After the transverse position identification set of the three-dimensional image is obtained, the information is used for carrying out space transformation on the three-dimensional image in the transverse direction, so that the three-dimensional image is subjected to preliminary registration in the horizontal direction. First, a three-dimensional image is selected as a reference image, and a set of lateral position identifiers thereof is used as a lateral reference of a target structure. Then, for each of the other three-dimensional images, a positional shift amount between the set of lateral position identifications thereof and the reference is calculated, and the image is subjected to a horizontal-direction translation operation in accordance with the shift amount. After the transversal mapping translation, all three-dimensional images are aligned in the horizontal direction, and the edge scatter point identification sets of the three-dimensional images become closer in the transversal direction. In this way, adjacent three-dimensional images are overlapped to a certain extent in the horizontal direction, a preliminary overlapping region is formed, and a plurality of initial overlapping regions are obtained.

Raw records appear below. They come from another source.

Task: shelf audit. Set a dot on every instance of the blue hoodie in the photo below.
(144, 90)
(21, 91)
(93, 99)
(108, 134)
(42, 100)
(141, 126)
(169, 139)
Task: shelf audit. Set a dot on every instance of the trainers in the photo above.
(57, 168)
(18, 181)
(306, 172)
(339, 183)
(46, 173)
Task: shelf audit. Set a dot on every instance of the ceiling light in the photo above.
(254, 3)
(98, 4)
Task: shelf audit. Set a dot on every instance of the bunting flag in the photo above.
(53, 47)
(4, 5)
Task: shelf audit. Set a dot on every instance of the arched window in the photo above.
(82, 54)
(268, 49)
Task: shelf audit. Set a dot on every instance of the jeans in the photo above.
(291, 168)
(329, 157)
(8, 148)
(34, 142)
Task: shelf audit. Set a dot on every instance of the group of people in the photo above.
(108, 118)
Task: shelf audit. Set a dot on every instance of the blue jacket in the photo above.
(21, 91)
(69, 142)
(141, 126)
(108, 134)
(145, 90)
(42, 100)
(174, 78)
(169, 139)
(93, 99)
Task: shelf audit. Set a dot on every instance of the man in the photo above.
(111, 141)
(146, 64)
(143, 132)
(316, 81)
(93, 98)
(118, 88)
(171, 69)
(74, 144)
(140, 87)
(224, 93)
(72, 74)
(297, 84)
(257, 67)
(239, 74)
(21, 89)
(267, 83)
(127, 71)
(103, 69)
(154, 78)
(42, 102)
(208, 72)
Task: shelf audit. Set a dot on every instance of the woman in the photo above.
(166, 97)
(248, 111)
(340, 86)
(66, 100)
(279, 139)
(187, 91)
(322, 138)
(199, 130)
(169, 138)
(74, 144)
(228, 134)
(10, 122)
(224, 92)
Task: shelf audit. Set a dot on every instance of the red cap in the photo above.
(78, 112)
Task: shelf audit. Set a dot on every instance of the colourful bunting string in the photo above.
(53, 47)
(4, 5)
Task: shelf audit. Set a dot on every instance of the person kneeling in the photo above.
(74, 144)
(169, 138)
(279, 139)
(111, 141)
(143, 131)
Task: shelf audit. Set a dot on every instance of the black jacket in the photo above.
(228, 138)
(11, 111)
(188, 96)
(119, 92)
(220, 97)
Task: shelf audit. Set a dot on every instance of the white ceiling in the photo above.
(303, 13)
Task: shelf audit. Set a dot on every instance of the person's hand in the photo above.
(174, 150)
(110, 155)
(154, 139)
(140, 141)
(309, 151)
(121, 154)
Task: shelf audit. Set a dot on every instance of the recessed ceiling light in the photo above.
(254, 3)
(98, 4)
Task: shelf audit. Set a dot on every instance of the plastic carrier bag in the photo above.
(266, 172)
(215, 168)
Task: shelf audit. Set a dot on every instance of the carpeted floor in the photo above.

After the initial overlapping area after the transverse mapping translation is obtained, the longitudinal position identification set of the three-dimensional image is further utilized to carry out space transformation on the initial overlapping area in the vertical direction, and finally a plurality of complete overlapping areas are obtained. First, the positional shift amount of the other initial overlapping region in the vertical direction is calculated with reference to a certain initial overlapping region. These initial overlapping regions are then subjected to a translation operation in the vertical direction based on the offset, so that they are also aligned in the vertical direction. After the longitudinal mapping is shifted, the positions of all initial overlapping areas in the vertical direction are adjusted, so that a plurality of overlapping areas are formed. These overlapping areas have not only an overlap in the horizontal direction but also a certain overlap in the vertical direction.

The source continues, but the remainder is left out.